Aujourd’hui, l’État dépense des sommes considérables pour favoriser l’emploi des jeunes, qui ne font qu’entretenir le cercle vicieux de la précarité : petits boulots, CDD, "stages " de formation... En simplifiant drastiquement ces aides, sans augmenter les dépenses publiques, notre objectif est de créer 700.000 vrais emplois pour les jeunes, pour moitié dans le secteur public, pour moitié dans le secteur privé ".

70 milliards de francs continuent pourtant à alimenter aujourd’hui ce Il cercle vicieux de la précarité ".

* Réduire la durée du temps de travail :

Nous proposons de ramener progressivement la durée légale du temps de travail de 39 heures à 35 heures, sans diminution de salaire " .... .. Une loi-cadre, qui aura également pour objet de lutter contre les horaires abusifs et les heures supplémentaires, donnera l’impulsion à ce mouvement historique "

* Rendre aux français le pouvoir d’achat qui leur a été confisqué :

"Notre première priorité est de libérer du pouvoir d’achat pour ceux qui en ont le plus besoin ".

* Relancer l’effort de recherche :

Cet effort est indispensable pour le développement d’un pays moderne. Nous devons aller vers l’objectif de 2,5% du PIB pour le budget national de la recherche ".

* Rendre l’impôt plus juste :

"Nous allégerons la TVA sur les produits de première nécessité et accroîtrons le dégrèvement social de la taxe d’habitation, afin de concerter les baisses d’impôts sur les revenus modestes et moyens. Nous instaurerons une contribution plus juste du capital à la solidarité nationale en relevant le barème de l’impôt de Solidarité sur la Fortune. Enfin nous lutterons efficacement contre la fraude fiscale ".

* Préserver la retraite :

La retraite est le patrimoine de ceux qui n’ont pas de patrimoine ". Le plan Juppé visait, sans la moindre concertation, à la remettre en cause. Les fonds de pension votés par la droite vont gravement déstabiliser les retraites par répartition et accentuer les inégalités entre Français. Nous consoliderons le système de retraite par répartition, celui de tous les Français. "

* Supprimer les lois Pasqua-Debré :

Nous supprimerons les lois Pasqua-Debré. Nous rétablirons les droits fondamentaux au mariage, à la vie en famille et le droit d’asile, ainsi que le code de la nationalité dans sa vision républicaine ".

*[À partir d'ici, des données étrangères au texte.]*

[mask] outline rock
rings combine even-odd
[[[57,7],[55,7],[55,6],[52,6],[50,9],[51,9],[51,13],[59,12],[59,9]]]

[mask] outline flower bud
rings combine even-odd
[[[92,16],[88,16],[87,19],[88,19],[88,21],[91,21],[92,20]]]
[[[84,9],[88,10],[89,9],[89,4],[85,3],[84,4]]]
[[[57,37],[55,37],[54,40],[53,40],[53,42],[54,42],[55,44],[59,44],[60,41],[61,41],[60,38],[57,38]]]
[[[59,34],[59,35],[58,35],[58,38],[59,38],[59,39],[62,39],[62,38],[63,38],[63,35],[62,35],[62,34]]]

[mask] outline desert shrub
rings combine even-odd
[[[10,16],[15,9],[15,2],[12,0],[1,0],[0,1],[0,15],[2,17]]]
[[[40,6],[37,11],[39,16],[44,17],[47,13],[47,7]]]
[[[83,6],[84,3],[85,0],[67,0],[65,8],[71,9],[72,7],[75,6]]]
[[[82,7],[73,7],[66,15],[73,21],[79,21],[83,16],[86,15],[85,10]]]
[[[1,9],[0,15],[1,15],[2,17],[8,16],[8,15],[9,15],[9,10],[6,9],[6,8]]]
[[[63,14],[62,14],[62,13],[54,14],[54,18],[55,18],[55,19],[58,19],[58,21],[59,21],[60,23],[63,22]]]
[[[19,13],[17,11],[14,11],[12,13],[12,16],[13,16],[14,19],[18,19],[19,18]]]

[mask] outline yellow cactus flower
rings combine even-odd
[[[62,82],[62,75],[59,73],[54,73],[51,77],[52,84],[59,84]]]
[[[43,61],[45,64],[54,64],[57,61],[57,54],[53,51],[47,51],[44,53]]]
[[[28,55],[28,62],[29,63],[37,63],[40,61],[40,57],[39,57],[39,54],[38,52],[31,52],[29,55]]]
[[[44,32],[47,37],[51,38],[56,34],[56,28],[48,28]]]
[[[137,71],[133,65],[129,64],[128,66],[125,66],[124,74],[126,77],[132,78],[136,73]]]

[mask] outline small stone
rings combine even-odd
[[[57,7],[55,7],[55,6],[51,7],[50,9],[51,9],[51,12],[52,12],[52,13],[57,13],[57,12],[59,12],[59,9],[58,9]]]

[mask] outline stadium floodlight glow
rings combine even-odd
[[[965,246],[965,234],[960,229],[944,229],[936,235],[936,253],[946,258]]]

* Rénover les services publics ; Stopper les privatisations :

"Sécurité, éducation, transports, santé, poste, télécommunications : ces services publics doivent être garantis à tous les Français. Nous considérons que Il le service public à la française " est un exemple. Nous refusons la privatisation des services publics et leur transformation en objet de profit ".

* Renforcer l’Europe politique

Nous ne voulons pas de "grignotage " de notre souveraineté, ni de dilution de la France, nous voulons une souveraineté partagée ".